Not every school in Michigan has an Automated External Defibrillator

(WXYZ) - Automated External Defibrillators can save a person's life, but not every school in Michigan has one, and they are not required under state law. 


But, the tragic death of a teenage student athlete has her father on a mission to make sure at least every high school has the life saving device. 

"What our mission has been is to raise money and donate AED's to Michigan high schools," said Randall Gillary.  "We've raised about 1.2 million dollars since her death and have donated about 630 AED's."

Gillary lost his daughter Kimberly in 2003.  She was only 15 when she suffered a cardiac arrest while playing in a water polo game for the Troy Athens High School team in April of 2000. 

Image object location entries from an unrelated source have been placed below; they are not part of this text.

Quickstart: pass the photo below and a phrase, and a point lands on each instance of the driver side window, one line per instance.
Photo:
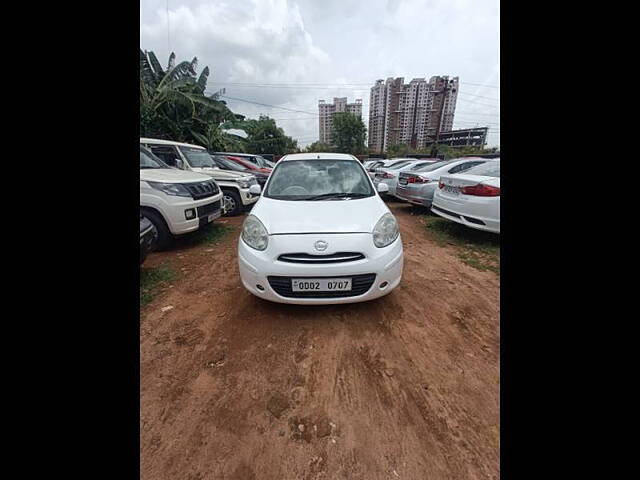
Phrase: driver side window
(167, 153)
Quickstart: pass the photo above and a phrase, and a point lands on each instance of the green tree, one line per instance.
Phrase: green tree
(264, 136)
(173, 104)
(349, 133)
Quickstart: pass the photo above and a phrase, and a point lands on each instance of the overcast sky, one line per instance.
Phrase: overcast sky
(331, 42)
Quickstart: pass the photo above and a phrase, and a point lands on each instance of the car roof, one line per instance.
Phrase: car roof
(168, 142)
(238, 154)
(318, 156)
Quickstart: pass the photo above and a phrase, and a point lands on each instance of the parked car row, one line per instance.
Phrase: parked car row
(319, 233)
(184, 187)
(464, 190)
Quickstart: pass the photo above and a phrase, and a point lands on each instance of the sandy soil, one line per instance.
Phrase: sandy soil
(406, 386)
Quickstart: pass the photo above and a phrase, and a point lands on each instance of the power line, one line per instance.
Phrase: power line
(296, 84)
(479, 96)
(477, 103)
(266, 105)
(168, 29)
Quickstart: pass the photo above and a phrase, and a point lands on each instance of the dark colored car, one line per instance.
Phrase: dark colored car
(246, 164)
(225, 163)
(148, 237)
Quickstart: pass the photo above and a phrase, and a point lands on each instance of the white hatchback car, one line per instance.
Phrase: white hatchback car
(320, 234)
(471, 198)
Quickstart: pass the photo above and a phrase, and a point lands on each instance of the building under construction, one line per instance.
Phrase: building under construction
(469, 137)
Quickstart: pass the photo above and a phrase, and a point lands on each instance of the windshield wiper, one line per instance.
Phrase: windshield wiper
(336, 195)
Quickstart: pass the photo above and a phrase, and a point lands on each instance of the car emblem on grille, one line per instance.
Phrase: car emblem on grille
(321, 245)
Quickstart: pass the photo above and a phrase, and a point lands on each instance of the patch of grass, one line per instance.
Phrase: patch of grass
(151, 278)
(212, 233)
(478, 249)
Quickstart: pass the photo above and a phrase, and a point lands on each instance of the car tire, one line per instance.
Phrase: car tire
(165, 237)
(233, 202)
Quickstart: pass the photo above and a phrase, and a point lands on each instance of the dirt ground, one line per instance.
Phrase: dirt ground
(406, 386)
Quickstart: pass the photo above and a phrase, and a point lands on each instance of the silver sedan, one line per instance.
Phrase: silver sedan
(418, 186)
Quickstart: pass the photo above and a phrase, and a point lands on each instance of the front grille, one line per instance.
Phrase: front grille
(339, 257)
(200, 190)
(208, 208)
(360, 284)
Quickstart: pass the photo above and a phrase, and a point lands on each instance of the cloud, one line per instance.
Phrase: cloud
(330, 42)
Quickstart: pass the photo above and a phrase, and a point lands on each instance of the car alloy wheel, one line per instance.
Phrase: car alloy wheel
(229, 204)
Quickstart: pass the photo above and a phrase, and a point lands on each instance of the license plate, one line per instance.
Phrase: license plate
(213, 216)
(320, 284)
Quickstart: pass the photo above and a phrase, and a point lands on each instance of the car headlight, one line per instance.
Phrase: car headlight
(171, 188)
(386, 231)
(254, 234)
(244, 182)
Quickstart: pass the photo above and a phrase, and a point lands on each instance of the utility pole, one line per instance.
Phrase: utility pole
(444, 97)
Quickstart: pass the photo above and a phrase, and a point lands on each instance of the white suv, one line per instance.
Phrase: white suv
(175, 201)
(234, 185)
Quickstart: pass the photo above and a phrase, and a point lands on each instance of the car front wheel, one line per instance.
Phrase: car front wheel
(165, 237)
(232, 203)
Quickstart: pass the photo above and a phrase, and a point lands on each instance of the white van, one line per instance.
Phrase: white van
(175, 201)
(234, 185)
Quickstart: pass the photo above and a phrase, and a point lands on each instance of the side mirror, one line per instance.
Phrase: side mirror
(255, 189)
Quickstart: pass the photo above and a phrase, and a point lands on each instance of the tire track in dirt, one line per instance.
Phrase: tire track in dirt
(408, 383)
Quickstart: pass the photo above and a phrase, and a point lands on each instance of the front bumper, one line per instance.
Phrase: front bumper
(385, 263)
(417, 195)
(247, 198)
(452, 210)
(391, 183)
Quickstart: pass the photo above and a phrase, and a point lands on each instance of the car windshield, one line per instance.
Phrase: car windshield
(260, 161)
(420, 165)
(149, 160)
(489, 169)
(396, 162)
(434, 166)
(198, 157)
(395, 166)
(228, 164)
(318, 180)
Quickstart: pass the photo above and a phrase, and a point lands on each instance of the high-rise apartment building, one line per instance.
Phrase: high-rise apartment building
(327, 110)
(414, 113)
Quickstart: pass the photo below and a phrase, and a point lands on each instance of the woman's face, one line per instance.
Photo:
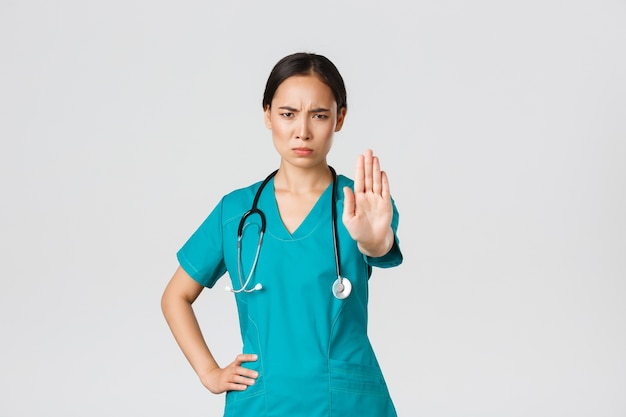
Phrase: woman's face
(303, 118)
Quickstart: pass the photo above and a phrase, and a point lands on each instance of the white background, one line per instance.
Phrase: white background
(501, 125)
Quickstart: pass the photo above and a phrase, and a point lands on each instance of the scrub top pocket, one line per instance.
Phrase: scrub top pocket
(359, 390)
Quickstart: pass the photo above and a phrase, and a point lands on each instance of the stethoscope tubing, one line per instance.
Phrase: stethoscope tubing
(341, 287)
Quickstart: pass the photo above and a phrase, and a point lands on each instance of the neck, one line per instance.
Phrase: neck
(299, 180)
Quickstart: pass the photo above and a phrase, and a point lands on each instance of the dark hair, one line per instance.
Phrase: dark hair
(302, 63)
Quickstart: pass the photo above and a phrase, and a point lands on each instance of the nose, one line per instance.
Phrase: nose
(303, 132)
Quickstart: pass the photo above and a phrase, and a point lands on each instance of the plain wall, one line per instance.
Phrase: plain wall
(501, 126)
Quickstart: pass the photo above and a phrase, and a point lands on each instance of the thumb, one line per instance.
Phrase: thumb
(348, 204)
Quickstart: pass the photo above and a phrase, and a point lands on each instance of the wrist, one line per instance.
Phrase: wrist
(378, 248)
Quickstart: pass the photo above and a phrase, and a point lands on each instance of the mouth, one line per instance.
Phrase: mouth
(302, 151)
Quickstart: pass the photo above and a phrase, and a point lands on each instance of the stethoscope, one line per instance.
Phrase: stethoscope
(341, 287)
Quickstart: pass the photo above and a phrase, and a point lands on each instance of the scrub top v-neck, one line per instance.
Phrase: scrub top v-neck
(314, 355)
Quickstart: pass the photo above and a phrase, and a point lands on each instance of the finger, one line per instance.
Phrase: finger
(238, 379)
(359, 175)
(348, 204)
(233, 386)
(247, 373)
(367, 162)
(245, 357)
(385, 192)
(376, 176)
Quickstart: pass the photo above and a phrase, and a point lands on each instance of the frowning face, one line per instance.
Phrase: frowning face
(303, 118)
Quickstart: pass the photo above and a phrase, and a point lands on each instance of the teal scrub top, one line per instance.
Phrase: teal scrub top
(314, 354)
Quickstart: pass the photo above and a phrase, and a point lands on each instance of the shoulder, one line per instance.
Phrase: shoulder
(241, 197)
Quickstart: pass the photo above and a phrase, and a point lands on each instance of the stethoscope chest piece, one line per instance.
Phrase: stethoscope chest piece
(342, 287)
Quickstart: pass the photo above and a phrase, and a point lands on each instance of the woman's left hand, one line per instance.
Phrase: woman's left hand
(367, 212)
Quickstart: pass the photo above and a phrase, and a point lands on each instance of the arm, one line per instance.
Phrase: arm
(368, 211)
(176, 304)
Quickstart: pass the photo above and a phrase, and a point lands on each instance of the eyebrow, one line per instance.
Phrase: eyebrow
(316, 110)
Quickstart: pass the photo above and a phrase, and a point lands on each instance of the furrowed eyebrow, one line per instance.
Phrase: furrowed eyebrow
(316, 110)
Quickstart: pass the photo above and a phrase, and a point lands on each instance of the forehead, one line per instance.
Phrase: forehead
(304, 87)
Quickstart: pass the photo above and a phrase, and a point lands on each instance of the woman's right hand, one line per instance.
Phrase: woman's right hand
(233, 377)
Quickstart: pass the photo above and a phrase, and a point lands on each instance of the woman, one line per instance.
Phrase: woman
(304, 329)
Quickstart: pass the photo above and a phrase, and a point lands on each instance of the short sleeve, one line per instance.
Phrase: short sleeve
(394, 256)
(202, 256)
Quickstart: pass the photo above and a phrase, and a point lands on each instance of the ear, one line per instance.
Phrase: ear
(340, 118)
(267, 116)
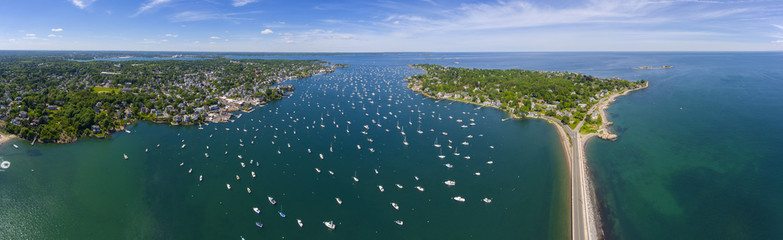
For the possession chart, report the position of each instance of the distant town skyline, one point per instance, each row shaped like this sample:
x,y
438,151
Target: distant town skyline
x,y
392,26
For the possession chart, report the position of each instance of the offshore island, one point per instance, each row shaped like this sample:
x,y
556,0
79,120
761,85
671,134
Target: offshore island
x,y
53,99
574,102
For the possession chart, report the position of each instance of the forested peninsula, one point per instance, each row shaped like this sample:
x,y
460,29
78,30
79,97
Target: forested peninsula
x,y
566,96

"When we lost Kimmy, her entire team basically stood around and watched her die," said Gillary.  The school did not have the life saving device.

Sudden cardiac arrest occurs over 700 times daily in the United States, resulting in approximately 250,000 deaths per year.  Sudden cardiac arrest can occur at any age.  An AED is a device used to administer an electric shock through the chest wall to the heart.  For each minute without defibrillation, a victim's change of survival decreases by 7-10 percent.

Gillary is also pushing to have Michigan's law change to require schools to have at least one cardiac arrest drill a year, so teachers and students know what to do in those vital minutes following a cardiac arrest.

If your child's school does not have an AED, you can contact the Kimberly Anne Gillary Foundation. 

The organization provides them free of charge to a school and also pays for five staff members to be trained on using the device.